Novartis wins dismissal of Zometa® case in Illinois federal court based on plaintiff’s misrepresentations and failure to properly substitute deceased plaintiff.



N.D. Il. -- United States District Court for the Northern District of Illinois

Pharmaceutical Products


The Honorable Milton I. Shadur, Senior District Judge of the United States District Court for the Northern District of Illinois, ordered dismissal with prejudice of a Zometa® case based on plaintiff’s misrepresentations and failure to substitute a proper party in place of the deceased original plaintiff.  The July 23, 2014 dismissal is the fifteenth of its type for Novartis Pharmaceuticals Corporation in the Aredia®/Zometa® litigation.

The case, Porter v. Novartis Pharm. Corp., 1:06-cv-03052 (N.D. Ill. July 23, 2014), was part of the ongoing Aredia® and Zometa® multidistrict litigation, In re: Aredia® and Zometa® Prods. Liab. Litig., No. 3:06-MD- 01760 (TJC) (M.D. Tenn.) (“the MDL”), and was remanded from the MDL to the Northern District of Illinois.  Judge Shadur’s July 23, 2014 Opinion explained that although Stuart D. Porter, the son of the deceased original plaintiff, had been approved as substitute plaintiff by the MDL Court, that substitution was based on “flat-out misrepresent[ations]” that Mr. Porter had authority to pursue the litigation as the executor of his father’s estate.  In reality, Mr. Porter had never obtained the necessary authority required to act as executor because he had never been appointed as such by an Illinois probate authority, as required under Illinois law.

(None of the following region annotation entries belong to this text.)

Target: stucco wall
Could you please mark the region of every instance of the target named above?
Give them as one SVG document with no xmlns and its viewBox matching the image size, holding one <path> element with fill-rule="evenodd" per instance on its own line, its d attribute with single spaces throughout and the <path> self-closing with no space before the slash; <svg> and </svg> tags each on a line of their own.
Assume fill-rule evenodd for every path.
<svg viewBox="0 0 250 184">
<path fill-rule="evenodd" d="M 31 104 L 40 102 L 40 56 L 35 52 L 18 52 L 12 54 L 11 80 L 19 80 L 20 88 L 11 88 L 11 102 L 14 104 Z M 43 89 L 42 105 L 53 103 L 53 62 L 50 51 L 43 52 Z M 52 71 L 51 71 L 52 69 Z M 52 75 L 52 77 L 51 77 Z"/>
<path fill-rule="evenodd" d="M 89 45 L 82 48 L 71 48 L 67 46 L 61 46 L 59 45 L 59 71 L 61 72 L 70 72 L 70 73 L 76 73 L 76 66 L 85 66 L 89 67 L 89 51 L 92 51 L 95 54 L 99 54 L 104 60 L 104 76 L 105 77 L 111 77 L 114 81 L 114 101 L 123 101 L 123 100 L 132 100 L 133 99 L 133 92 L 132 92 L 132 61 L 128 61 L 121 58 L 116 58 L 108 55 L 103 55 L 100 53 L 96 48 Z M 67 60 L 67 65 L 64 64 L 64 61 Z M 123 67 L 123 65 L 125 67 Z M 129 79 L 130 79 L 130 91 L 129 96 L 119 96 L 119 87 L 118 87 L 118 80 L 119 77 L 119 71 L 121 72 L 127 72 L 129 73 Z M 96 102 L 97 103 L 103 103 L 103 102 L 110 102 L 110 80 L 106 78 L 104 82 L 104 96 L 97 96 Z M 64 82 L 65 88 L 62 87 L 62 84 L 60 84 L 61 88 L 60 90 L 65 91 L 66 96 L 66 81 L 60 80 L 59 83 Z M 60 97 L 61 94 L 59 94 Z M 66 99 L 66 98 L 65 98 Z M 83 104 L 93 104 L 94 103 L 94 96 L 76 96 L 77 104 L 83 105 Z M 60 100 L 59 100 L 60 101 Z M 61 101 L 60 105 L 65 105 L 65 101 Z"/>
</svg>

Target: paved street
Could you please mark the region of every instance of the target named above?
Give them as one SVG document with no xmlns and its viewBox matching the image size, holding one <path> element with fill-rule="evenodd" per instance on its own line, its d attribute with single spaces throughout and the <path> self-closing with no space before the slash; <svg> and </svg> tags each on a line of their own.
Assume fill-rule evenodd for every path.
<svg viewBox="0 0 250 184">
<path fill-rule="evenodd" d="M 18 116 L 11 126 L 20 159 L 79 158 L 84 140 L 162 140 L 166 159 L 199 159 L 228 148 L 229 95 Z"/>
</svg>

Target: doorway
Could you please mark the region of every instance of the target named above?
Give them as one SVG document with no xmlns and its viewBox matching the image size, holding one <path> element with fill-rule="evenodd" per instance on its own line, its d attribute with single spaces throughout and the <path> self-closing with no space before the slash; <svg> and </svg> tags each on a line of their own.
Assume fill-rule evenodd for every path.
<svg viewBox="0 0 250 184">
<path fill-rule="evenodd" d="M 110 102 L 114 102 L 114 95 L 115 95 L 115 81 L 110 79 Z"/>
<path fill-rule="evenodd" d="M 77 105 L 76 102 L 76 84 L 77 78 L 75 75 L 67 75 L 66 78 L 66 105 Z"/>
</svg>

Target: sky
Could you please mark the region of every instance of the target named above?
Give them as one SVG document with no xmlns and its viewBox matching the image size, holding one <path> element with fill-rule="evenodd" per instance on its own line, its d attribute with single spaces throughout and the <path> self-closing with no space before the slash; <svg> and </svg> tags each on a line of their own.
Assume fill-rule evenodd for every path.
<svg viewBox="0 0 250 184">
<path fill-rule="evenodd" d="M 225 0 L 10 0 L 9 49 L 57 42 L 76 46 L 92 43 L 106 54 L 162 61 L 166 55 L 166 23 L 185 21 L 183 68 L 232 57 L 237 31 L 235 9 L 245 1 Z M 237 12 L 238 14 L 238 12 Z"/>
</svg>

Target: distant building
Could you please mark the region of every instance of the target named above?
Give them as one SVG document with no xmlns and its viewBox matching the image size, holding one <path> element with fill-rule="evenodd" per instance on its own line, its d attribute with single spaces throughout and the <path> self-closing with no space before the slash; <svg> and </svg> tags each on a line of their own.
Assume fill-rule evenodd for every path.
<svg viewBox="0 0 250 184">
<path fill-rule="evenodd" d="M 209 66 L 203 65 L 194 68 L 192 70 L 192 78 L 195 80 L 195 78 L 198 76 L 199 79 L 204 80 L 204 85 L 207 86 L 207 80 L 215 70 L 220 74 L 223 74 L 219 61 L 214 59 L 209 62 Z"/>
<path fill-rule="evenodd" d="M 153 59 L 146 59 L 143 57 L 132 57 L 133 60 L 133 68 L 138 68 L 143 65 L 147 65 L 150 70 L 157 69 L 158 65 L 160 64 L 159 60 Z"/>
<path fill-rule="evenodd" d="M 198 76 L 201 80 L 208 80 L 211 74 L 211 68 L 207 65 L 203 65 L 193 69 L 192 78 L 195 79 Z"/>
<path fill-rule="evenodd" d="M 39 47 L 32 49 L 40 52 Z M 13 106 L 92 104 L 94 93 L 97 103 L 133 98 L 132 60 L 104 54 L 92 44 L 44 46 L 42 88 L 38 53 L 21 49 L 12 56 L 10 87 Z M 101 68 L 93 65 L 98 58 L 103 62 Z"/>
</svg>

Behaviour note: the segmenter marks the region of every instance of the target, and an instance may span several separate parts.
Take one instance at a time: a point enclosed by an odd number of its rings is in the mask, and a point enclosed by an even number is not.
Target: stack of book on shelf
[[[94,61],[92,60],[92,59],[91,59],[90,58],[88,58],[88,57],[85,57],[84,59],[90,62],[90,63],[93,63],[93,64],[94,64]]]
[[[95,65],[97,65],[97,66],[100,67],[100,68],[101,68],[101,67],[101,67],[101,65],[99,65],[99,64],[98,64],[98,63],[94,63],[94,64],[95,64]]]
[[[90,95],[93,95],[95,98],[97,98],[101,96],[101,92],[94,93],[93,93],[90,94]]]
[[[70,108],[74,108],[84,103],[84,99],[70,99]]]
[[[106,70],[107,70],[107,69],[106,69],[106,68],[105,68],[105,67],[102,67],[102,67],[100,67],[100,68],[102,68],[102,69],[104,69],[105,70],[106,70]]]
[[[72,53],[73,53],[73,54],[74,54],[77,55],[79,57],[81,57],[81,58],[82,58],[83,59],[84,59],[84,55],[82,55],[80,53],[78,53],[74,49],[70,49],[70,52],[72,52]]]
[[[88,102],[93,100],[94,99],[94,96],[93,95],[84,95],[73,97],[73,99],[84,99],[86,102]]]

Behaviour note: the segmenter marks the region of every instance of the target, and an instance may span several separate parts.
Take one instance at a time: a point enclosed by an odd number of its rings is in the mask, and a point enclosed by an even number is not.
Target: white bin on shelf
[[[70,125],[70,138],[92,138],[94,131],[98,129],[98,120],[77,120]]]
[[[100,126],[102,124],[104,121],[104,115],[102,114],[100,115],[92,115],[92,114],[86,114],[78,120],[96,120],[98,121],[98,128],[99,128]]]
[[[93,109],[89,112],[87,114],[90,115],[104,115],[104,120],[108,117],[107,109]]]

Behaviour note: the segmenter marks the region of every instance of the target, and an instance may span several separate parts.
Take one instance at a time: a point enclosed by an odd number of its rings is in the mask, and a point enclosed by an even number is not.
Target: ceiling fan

Explaining that “a host of other Aredia/Zometa actions [] have been dismissed with prejudice based on improper substitutions and other substitution errors,” Judge Shadur cited in particular the Fifth Circuit’s recent opinion in Wilson v. Novartis Pharm. Corp., No. 13-10309, 2014 WL 3378316 (5th Cir. July 11, 2014) and the opinion of the U.S. District Court for the Middle District of Pennsylvania’s in Wallace v. Novartis Pharm. Corp., No. 3:12-cv-1905, 2013 WL 6198943 (M.D. Pa. Nov. 27, 2013), which “ordered dismissal with prejudice because of the selfsame improprieties that have fatally tainted plaintiff’s lawsuit here, including the misrepresentation as to representative status by the substituted plaintiff and the failure to obtain a timely appointment as the personal representative for the original plaintiff’s estate as required by state law.”

In addition to plaintiff’s failure to comply with Illinois state law, Judge Shadur held that plaintiff also failed to comply with Federal Rule of Civil Procedure 25(a), which provides the procedure for substituting deceased plaintiffs, and the MDL Court’s Case Management Order, which supplements the requirements of Rule 25.  Based on all of these mistakes, Judge Shadur dismissed the case with prejudice, holding that “plaintiff and his counsel have simply blown any right to proceed with this action.”

Novartis is represented in this matter by Firm partner Kirby T. Griffis.